Kennedys successfully defended the Trust in this unique case where the claimant suffered a previously unreported surgical complication. Despite experts advancing a number of explanations for the injury, the court could not identify any mechanism as a probable cause.

Background

The claimant underwent lifesaving laryngectomy to successfully treat cancer but suffered a never before reported complication of bilateral hypoglossal (tongue) nerve palsy. As a result, the claimant lost nearly all tongue function, speech and ability to swallow.

The initial evidence of the claimant’s expert was that if the onset of the claimant’s tongue palsy was immediate there had been negligent cutting of both nerves by the surgeon or incorporation of the nerves into closing sutures. At trial, there was significant disagreement on the facts as to when the claimant’s tongue palsy first set in. Further, the claimant’s expert sought to advance clarifying evidence during trial that partial (as opposed to total) resection of the nerves could still have resulted in the pattern of injury seen.

The experienced treating surgeon and his colleagues assisting during the operation, gave evidence that the procedure was performed standardly.
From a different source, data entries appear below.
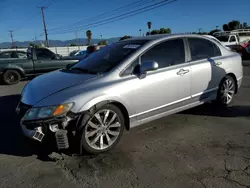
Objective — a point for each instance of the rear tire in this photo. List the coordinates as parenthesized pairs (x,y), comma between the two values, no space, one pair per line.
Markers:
(226,91)
(11,77)
(102,129)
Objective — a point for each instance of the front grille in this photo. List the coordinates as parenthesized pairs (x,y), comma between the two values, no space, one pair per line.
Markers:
(23,108)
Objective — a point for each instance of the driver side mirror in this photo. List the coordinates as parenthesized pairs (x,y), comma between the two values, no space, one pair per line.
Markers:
(146,67)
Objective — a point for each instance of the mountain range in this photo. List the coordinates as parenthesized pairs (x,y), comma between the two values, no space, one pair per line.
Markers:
(57,43)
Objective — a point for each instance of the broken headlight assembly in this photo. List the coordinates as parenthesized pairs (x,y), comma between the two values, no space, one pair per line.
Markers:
(47,112)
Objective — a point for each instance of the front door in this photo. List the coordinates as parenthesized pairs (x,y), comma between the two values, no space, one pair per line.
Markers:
(164,89)
(205,61)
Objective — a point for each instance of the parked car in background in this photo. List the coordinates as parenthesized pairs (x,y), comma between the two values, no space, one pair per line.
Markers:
(127,84)
(90,50)
(73,52)
(234,39)
(13,54)
(80,53)
(31,63)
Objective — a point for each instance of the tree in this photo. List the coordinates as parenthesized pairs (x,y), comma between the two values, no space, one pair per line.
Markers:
(149,26)
(89,36)
(125,37)
(244,26)
(103,42)
(154,32)
(213,31)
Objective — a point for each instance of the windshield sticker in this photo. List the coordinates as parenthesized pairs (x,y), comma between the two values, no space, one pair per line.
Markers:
(132,46)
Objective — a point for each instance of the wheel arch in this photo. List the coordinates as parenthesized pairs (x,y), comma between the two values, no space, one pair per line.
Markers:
(97,103)
(235,80)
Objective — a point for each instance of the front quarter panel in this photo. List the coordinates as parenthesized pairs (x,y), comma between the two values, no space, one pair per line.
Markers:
(89,94)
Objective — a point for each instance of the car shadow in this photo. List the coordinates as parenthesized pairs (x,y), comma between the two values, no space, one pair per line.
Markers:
(12,140)
(211,109)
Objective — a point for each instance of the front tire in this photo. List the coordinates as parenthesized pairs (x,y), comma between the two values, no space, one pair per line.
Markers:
(226,91)
(11,77)
(103,129)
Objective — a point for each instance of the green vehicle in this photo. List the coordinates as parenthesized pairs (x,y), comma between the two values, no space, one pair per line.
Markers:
(36,62)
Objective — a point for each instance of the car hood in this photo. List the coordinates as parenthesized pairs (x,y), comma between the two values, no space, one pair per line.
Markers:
(51,83)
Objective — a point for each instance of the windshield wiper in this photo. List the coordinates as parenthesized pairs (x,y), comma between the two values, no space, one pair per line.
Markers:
(84,70)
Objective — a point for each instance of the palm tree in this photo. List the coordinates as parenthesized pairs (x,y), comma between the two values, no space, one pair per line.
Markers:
(149,26)
(89,36)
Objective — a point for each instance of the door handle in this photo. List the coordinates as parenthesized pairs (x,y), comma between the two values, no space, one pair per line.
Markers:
(181,72)
(217,63)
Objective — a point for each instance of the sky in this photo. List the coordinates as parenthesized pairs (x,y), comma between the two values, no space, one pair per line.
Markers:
(25,18)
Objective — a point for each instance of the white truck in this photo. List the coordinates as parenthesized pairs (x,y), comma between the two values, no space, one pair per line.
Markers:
(235,37)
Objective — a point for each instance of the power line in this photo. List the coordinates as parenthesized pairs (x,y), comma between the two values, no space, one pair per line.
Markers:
(11,36)
(45,28)
(120,17)
(33,17)
(107,13)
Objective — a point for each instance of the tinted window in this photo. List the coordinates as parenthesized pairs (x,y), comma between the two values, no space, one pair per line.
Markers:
(44,54)
(166,54)
(202,49)
(107,58)
(5,55)
(232,39)
(131,68)
(13,55)
(22,55)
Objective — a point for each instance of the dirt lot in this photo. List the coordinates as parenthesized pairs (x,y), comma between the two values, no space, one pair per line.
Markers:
(202,147)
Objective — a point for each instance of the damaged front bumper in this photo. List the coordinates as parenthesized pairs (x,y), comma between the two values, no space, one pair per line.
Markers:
(35,134)
(59,127)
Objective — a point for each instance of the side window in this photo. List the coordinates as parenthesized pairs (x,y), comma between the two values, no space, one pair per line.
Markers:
(166,54)
(22,55)
(130,70)
(5,55)
(232,39)
(202,49)
(43,54)
(13,55)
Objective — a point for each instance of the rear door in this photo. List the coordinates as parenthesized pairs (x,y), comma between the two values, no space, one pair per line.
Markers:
(205,59)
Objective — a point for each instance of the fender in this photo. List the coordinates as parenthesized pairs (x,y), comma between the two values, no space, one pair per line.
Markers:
(103,98)
(15,67)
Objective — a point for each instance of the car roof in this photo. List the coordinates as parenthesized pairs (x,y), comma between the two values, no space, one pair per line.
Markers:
(12,51)
(165,36)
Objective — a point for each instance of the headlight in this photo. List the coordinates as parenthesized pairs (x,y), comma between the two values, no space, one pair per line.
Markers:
(46,112)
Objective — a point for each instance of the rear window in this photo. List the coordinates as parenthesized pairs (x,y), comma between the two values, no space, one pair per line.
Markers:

The Trust’s expert opined that the claimant’s expert’s proposed mechanisms of injury were highly unlikely and there was no evidence of anything other than standard – acceptable - surgical technique applied. The Trust’s expert also posited the claimant’s injury was possible via the mechanism of inevitable traction applied on already vulnerable structures during the procedure. Ultimately, however, the Trust’s expert conceded that whilst this was a more probable causal mechanism than those proposed by the claimant’s expert, all the posited causal mechanisms were unlikely.

Decision

The Trust’s case was that it was not sufficient for the claimant to prove that the negligent cause (being one of many possible causes) is the most likely cause. Rather, the claimant had to go further in establishing the negligent mechanism is more likely than not to be the cause (following Rhesa Shipping Co S.A. v Edmunds and Fenton Insurance Co Ltd [1985] , and “the Popi M” & O’Connor v The Pennine Acute Hospitals NHS trust [2015].

In her judgment, Her Honour Judge Coe QC asserted that “medicine is not a precise science and there must be room for wholly unexpected result[s] notwithstanding appropriate surgical technique”. Whilst considering that “both experts were doing their best to assist the court and to try to find a logical explanation for the outcome of this surgery” HHJ Coe QC concluded that there was a lack of evidence from either party that would permit her to find the cause for the claimant’s injury on the balance of probabilities. Accordingly, no cause (let alone negligent) could be established and the claim was dismissed.

Comment 

Cause of injury can frequently be unclear in clinical negligence claims with experts advancing theoretical explanations of different causal mechanisms. Some causal mechanisms will, inevitably, be more likely than others. But this does not mean those ‘more likely’ explanations will be found to be ‘more likely than not’ by the court (which, as in this case, will lead to those claims failing). We recommend parties should seek - early on - to establish realistic prospects of whether experts’ proposed causal mechanisms will be accepted as ‘more likely than not’.

Mid Essex Hospital Services NHS Trust recently merged to create Mid and South Essex NHS Foundation Trust.